Two hundred and twenty failures tell me something important: the problem space is bigger than I thought. I wasn't fighting one enemy — I was fighting eight, and I didn't even know most of them existed until now. Each failure peeled back a layer and revealed something new.
The stale data problem alone is enormous. It's not enough to subscribe to pool updates — I need to subscribe to the right pool updates, at the right frequency, and I need to know which pools I can trust and which ones are feeding me ghosts. I need the bot to distinguish between a real opportunity and a phantom one, and right now, it can't.
The transaction size problem cascades into a bundle design problem, which cascades into an atomicity problem, which cascades into a risk management problem. Pull one thread and three more unravel.
The account existence problem reveals a gap in my understanding of Solana's runtime. I assumed things about the state of the chain that turned out to be false. Each false assumption became a failure mode.
Here's what I keep coming back to: the distance between "the code compiles" and "the code makes money" is vast. Incomprehensibly vast. Every programmer knows the gap between "it compiles" and "it works." But in MEV, there's a third gap — "it works" and "it works fast enough, accurately enough, and reliably enough to compete against other bots that have been doing this for years." That third gap is where I'm standing right now, and I can't even see the other side.
The logs are saved. The data is recorded. The eight problems are identified, even if most of them aren't solved yet. I have a list of things that need to change, and each item on that list is a project in itself.
I close my laptop. Not because I'm giving up. Because it's 4 AM and I need to sleep. And because the problems I've found aren't the kind you solve by pushing through fatigue. They're the kind you solve by thinking clearly, and thinking clearly requires not being awake for twenty-two hours straight.
Zero percent. Two hundred and twenty straight failures. The bot works perfectly and produces nothing.
I'm not sure what the right analogy is. Maybe it's like building a fishing rod, testing the cast in your backyard, driving to the lake, and spending four hours casting perfectly — beautiful form, textbook technique, consistent distance — and catching absolutely nothing.
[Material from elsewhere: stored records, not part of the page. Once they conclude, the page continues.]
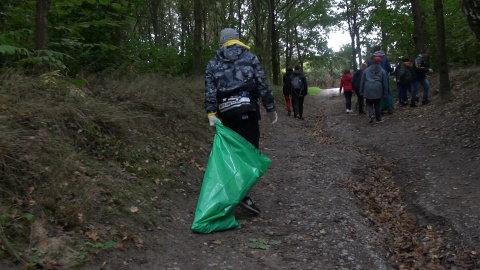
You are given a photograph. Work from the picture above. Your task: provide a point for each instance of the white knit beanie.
(227, 34)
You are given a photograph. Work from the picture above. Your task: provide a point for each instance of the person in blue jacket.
(234, 83)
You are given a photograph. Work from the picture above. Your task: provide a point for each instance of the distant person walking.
(299, 91)
(422, 66)
(234, 81)
(356, 78)
(346, 86)
(387, 103)
(287, 89)
(374, 87)
(404, 75)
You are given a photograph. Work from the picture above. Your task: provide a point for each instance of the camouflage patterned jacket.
(235, 69)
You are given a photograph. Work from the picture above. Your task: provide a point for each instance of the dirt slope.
(341, 194)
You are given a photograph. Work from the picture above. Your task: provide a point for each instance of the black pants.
(246, 125)
(360, 101)
(298, 105)
(373, 107)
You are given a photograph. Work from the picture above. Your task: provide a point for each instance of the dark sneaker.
(249, 205)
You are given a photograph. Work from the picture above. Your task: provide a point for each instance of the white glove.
(273, 117)
(212, 118)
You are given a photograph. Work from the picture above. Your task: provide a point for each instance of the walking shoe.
(249, 205)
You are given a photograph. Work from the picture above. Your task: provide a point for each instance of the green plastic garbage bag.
(233, 168)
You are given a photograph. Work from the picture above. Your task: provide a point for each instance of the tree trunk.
(257, 23)
(41, 24)
(274, 43)
(153, 5)
(445, 92)
(418, 26)
(471, 10)
(197, 37)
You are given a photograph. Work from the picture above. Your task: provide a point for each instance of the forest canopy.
(179, 37)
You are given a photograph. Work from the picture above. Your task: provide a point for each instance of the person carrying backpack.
(287, 89)
(387, 103)
(299, 91)
(346, 86)
(422, 67)
(356, 78)
(404, 79)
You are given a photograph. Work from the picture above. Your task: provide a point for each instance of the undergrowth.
(94, 159)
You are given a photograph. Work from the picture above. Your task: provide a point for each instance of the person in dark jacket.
(374, 87)
(387, 103)
(356, 78)
(346, 86)
(234, 82)
(404, 78)
(298, 97)
(422, 67)
(287, 89)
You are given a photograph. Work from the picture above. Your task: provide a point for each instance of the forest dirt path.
(340, 194)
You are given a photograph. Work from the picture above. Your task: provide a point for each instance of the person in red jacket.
(346, 86)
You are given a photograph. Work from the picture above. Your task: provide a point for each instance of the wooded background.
(179, 37)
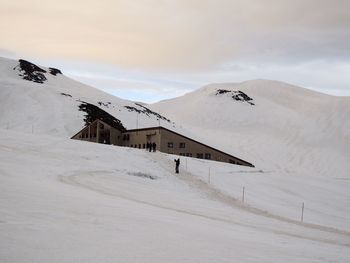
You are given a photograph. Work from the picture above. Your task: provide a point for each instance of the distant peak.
(31, 72)
(236, 95)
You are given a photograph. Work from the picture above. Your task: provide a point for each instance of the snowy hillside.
(64, 200)
(278, 127)
(71, 201)
(36, 99)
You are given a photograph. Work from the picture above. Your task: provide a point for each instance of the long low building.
(166, 141)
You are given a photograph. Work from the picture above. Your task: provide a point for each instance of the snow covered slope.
(72, 201)
(42, 100)
(63, 200)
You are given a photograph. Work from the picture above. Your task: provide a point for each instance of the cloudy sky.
(148, 50)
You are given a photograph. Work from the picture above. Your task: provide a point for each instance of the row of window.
(138, 146)
(198, 155)
(181, 145)
(86, 135)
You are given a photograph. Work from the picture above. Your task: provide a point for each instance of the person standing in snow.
(177, 164)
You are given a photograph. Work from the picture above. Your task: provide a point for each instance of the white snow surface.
(63, 200)
(289, 130)
(41, 108)
(73, 201)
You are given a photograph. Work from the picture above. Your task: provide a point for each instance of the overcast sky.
(149, 50)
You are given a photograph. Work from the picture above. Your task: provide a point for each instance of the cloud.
(178, 36)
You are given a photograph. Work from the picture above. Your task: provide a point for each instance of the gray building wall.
(167, 141)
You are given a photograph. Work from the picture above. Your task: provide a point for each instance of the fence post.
(302, 213)
(209, 176)
(243, 194)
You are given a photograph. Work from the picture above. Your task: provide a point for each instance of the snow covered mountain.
(65, 200)
(279, 127)
(44, 101)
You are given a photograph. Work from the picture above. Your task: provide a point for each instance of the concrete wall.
(166, 141)
(139, 139)
(192, 148)
(100, 132)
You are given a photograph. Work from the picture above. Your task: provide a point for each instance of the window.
(200, 155)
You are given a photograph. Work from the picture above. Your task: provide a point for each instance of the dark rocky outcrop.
(146, 111)
(93, 112)
(66, 94)
(30, 71)
(236, 95)
(55, 71)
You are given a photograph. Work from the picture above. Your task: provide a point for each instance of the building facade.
(166, 141)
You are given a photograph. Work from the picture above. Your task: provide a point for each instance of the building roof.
(163, 128)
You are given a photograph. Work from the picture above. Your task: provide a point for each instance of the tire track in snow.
(75, 180)
(218, 195)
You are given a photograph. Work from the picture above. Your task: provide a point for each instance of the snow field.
(71, 201)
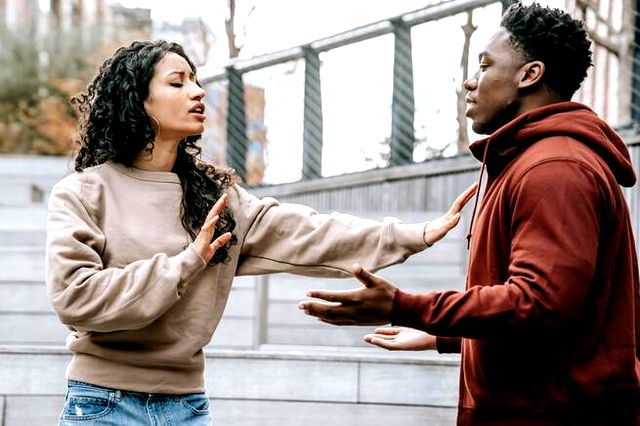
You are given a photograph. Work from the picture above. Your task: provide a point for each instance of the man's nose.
(470, 83)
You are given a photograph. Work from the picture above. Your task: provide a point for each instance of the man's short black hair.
(554, 38)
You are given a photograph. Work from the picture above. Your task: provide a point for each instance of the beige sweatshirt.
(139, 300)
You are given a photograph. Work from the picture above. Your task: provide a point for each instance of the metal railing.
(401, 137)
(311, 147)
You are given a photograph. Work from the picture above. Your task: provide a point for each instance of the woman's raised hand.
(203, 245)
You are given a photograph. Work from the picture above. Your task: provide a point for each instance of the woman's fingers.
(220, 241)
(463, 198)
(218, 206)
(391, 331)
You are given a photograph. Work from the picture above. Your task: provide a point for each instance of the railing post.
(261, 321)
(506, 4)
(635, 64)
(237, 142)
(403, 106)
(312, 134)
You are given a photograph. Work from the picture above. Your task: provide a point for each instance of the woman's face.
(175, 99)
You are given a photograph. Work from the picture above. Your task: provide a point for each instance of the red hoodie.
(549, 324)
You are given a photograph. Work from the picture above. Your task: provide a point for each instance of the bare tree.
(230, 27)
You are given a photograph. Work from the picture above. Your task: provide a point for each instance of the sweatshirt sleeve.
(297, 239)
(89, 297)
(555, 229)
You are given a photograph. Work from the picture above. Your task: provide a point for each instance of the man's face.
(493, 98)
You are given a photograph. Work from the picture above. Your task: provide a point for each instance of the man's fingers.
(327, 312)
(390, 331)
(339, 296)
(336, 322)
(454, 221)
(364, 276)
(463, 198)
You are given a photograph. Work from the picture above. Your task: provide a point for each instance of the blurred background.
(352, 106)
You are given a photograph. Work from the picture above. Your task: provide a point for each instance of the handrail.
(365, 32)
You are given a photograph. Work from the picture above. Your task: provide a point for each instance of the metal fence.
(389, 93)
(367, 98)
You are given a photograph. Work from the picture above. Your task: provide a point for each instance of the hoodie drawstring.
(475, 204)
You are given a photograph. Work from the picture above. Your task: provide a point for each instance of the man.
(549, 324)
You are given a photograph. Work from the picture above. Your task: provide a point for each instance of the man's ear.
(530, 74)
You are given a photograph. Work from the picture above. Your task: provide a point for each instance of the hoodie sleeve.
(296, 239)
(89, 297)
(555, 230)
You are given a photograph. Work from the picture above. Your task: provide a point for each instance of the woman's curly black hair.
(554, 38)
(114, 126)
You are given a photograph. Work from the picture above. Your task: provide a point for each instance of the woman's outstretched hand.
(401, 339)
(436, 229)
(203, 245)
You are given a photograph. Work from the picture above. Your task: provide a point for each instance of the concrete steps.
(268, 364)
(251, 388)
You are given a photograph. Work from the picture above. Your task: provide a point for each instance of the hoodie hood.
(569, 119)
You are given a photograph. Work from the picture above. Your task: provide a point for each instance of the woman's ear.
(530, 74)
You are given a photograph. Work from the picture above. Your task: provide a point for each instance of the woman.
(131, 268)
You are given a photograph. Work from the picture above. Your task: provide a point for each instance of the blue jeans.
(87, 404)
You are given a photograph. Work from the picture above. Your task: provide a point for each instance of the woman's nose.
(198, 92)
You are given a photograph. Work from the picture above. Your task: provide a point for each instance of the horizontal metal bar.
(376, 29)
(445, 166)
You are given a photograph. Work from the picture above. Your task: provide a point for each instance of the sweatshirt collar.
(145, 175)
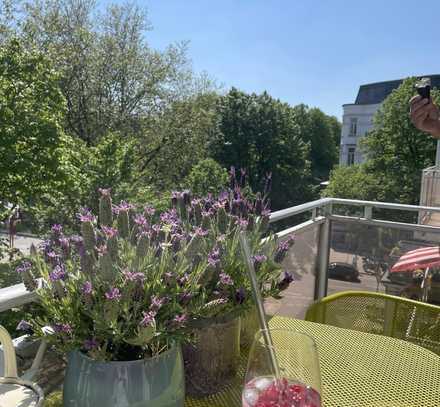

The rod works. The cast works. But working gear and good technique don't guarantee fish. You also need to be in the right spot, with the right bait, at the right time, reading the water correctly. The rod is the easy part. Reading the water is the hard part.
I built a rod. Now I need to learn to read the water.
But that's a problem for tomorrow. Right now, it's 4 AM and the cursor is blinking and the log file is 23,000 lines of things that didn't work, and I'm going to bed with a 0% landing rate and a head full of questions I don't know how to answer yet.
The question that keeps circling as I drift off: is 0% the bottom, or is there a layer underneath this that I haven't found yet? The eight problems I've identified — are those all of them? Or are there more hiding behind the ones I can see, waiting to reveal themselves once I fix the obvious ones?
I genuinely don't know. And that uncertainty — that specific flavor of not-knowing-what-you-don't-know — is the most honest thing I've felt since I started this project.